One potential reason for such conflicting findings might be that the paradigms that are usually adopted to study social facilitation in human-robot interaction rely on classical attentional tasks that are not interactive (for example, the Stroop task30). In recent work, Irfan and colleagues (2018) highlighted the importance of adapting classical experimental paradigms to more natural human-robot interaction environments, intending to increase the ecological validity of the approach32. Furthermore, performance measures (i.e. accuracy, answer times) are often the only indicators used to assess participants’ cognitive (and attentional) engagement during human-robot interaction experiments. Recent literature demonstrated the potential that other measures of attention, such as eye-tracking metrics, may have in exploring social cognition mechanisms that underpin human-robot interaction33–34).

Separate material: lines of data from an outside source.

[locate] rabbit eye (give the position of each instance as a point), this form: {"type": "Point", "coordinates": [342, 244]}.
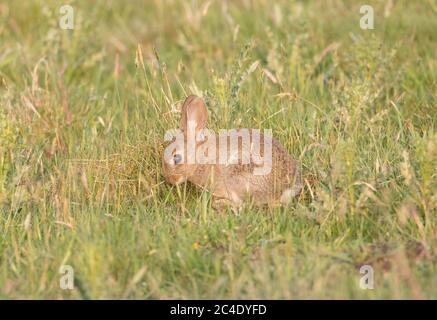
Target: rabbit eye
{"type": "Point", "coordinates": [177, 158]}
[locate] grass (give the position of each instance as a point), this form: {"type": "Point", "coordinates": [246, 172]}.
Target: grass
{"type": "Point", "coordinates": [82, 118]}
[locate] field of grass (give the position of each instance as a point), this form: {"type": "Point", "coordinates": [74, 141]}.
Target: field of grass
{"type": "Point", "coordinates": [83, 114]}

To explore the effect of the social presence in a human-robot interaction scenario, we designed a visual-search game, in which participants were asked to find a letter hidden within pictures of naturalistic photographs. To monitor subtle changes in the allocation of attentional resources, we asked participants to wear a mobile eye-tracker during the task.
The game was designed to be played both alone and with another player. Importantly, the design gave participants the the time and the freedom to explore the environment (including the social environment) during the experiment. This was meant to mimic more natural contexts of being involved in an attentional task (e.g., monitoring bag scans in security control) while being embedded in a social (and noisy) environment that can also be distracting.
We decided to focus on two eye-tracking metrics, previously used in research on visual attention35–36, namely fixation duration and time to the first fixation. The importance of the use of eye-tracking metrics to better understand human cognition has been recognized in both human-computer interaction37 and human-robot interaction38 studies. Therefore, we decided to include such metrics along with participants’ response times, to examine the effects of the robot’s presence on performance and attention.
The first group of participants was asked to play the game alone. After two weeks, the same participants were asked to play the game again, but with the humanoid iCub robot39 observing them. The second group of participants was asked to play a turn-taking version of the game, where the robot was both observing and collaborating with them. The combination of these three versions of the game (i.e. “Solo”, “Observation”, and “Interaction”) allowed us to investigate further contextual aspects that might play a role in social facilitation/distraction, such as the difference between a “passive” robot observer and an “active” cooperative one. This difference might be of high relevance, as in everyday life interactions observers are not always “passive”, especially when it comes to scenarios where robots can be deployed as human assistants.